Certain foolish, prudish types are sure that artists are always using sex in their work deliberately to shock and scandalize them. They don’t realize the sexual also contains the spiritual, that it contains the world, and that, like delight, it is its own justification. “I hear and behold God in every object,” chanted Whitman in Song of Myself.
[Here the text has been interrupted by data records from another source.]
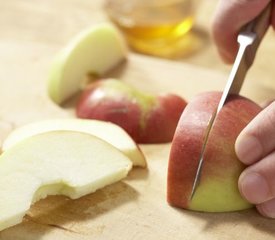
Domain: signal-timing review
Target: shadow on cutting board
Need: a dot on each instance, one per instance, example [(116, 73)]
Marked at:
[(72, 216), (243, 219)]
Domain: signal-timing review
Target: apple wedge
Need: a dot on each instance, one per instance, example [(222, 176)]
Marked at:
[(109, 132), (218, 185), (93, 51), (55, 163)]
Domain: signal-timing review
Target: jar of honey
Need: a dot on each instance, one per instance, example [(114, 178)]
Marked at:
[(155, 27)]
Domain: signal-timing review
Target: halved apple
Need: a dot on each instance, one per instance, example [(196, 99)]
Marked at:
[(109, 132), (60, 162), (93, 51)]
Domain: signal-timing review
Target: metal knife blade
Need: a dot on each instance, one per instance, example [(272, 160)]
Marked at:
[(249, 40)]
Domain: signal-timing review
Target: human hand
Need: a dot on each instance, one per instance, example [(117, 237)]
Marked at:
[(230, 16), (255, 146)]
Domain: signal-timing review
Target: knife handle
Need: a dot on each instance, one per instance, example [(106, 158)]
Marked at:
[(255, 30), (260, 24)]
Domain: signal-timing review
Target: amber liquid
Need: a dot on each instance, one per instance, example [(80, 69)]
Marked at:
[(155, 27)]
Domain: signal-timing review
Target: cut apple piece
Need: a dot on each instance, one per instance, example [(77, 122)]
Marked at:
[(109, 132), (218, 185), (94, 51), (60, 162)]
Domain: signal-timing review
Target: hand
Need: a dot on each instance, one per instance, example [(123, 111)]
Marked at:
[(255, 146), (230, 16)]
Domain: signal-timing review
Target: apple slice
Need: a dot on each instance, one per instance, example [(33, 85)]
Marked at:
[(218, 187), (94, 51), (60, 162), (109, 132)]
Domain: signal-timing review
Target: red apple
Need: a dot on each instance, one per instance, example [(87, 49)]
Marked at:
[(218, 186), (146, 118)]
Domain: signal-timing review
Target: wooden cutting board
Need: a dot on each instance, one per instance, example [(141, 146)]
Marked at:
[(135, 208)]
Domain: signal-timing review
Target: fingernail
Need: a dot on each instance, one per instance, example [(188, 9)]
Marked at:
[(254, 187), (248, 149), (267, 209)]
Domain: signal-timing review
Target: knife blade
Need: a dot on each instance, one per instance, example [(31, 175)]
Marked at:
[(249, 40)]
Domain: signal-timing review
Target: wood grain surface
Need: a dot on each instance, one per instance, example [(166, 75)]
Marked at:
[(136, 208)]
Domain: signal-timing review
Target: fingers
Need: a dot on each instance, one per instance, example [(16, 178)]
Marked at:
[(267, 209), (257, 182), (230, 16), (257, 140), (257, 185)]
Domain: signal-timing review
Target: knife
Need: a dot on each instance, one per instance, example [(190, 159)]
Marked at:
[(249, 40)]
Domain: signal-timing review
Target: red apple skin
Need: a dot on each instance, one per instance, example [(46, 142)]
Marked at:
[(162, 120), (220, 160), (147, 119)]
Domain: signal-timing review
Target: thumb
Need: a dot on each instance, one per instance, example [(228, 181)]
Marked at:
[(257, 139), (230, 16)]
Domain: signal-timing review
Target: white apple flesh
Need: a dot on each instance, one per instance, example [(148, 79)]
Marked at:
[(60, 162), (109, 132), (93, 51)]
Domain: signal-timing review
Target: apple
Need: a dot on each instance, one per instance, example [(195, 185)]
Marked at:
[(109, 132), (218, 186), (60, 162), (94, 51), (146, 118)]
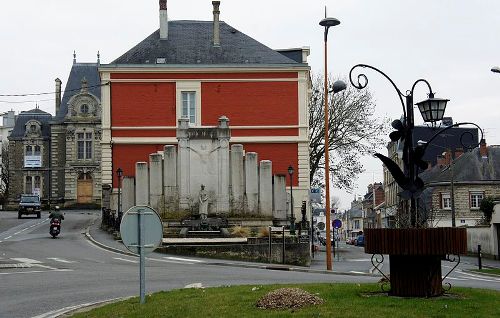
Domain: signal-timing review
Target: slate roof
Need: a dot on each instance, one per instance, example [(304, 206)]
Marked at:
[(354, 213), (37, 114), (190, 42), (74, 84), (468, 168)]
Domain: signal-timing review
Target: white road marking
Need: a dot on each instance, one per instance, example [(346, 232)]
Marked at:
[(455, 278), (168, 261), (183, 259), (126, 260), (32, 272), (61, 260)]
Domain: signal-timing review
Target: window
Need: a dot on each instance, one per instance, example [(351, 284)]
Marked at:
[(84, 109), (445, 201), (189, 106), (84, 145), (28, 187), (475, 199), (33, 185)]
SEX CONTAINS ALL, BODIES, SOULS,

Meanings, proofs, purities, delicacies, results, promulgations,

Songs, commands, health, pride, the maternal mystery, the seminal milk,

All hopes, benefactions, bestowals, all the passions, loves, beauties, delights of the earth,

All the governments, judges, gods, follow’d persons of the earth,

These are contain’d in sex as parts of itself and justifications of itself.

FROM A WOMAN WAITS FOR ME

In the pure art of Paul Cava and Walt Whitman love and sex are joined and the height of eroticism is so pure and chaste that life is only life after love:

Love-thoughts, love-juice, love-odor, love-yielding,

love-climbers, and the climbing sap,

Arms and hands of love, lips of love, phallic thumb of love,

breast of love, bellies press’d and glued together with love,

Earth of chaste love, life that is only life after love,

The body of my love, the body of the woman I love,

the body of the man, the body of the earth.

FROM SPONTANEOUS ME

Paul Cava’s work invites us to a garden of earthly delights but reminds us of its proximity to the garden of heavenly delights. Looking at his work is rather like listening to the music of Charles Ives, another American seer who was just as unusual, brilliant, and original as Walt Whitman and Paul Cava. At first Ives’s music sounds a bit strange, but when we listen we realize we know the tune, and when we listen carefully we often realize we are in the presence of a hymn.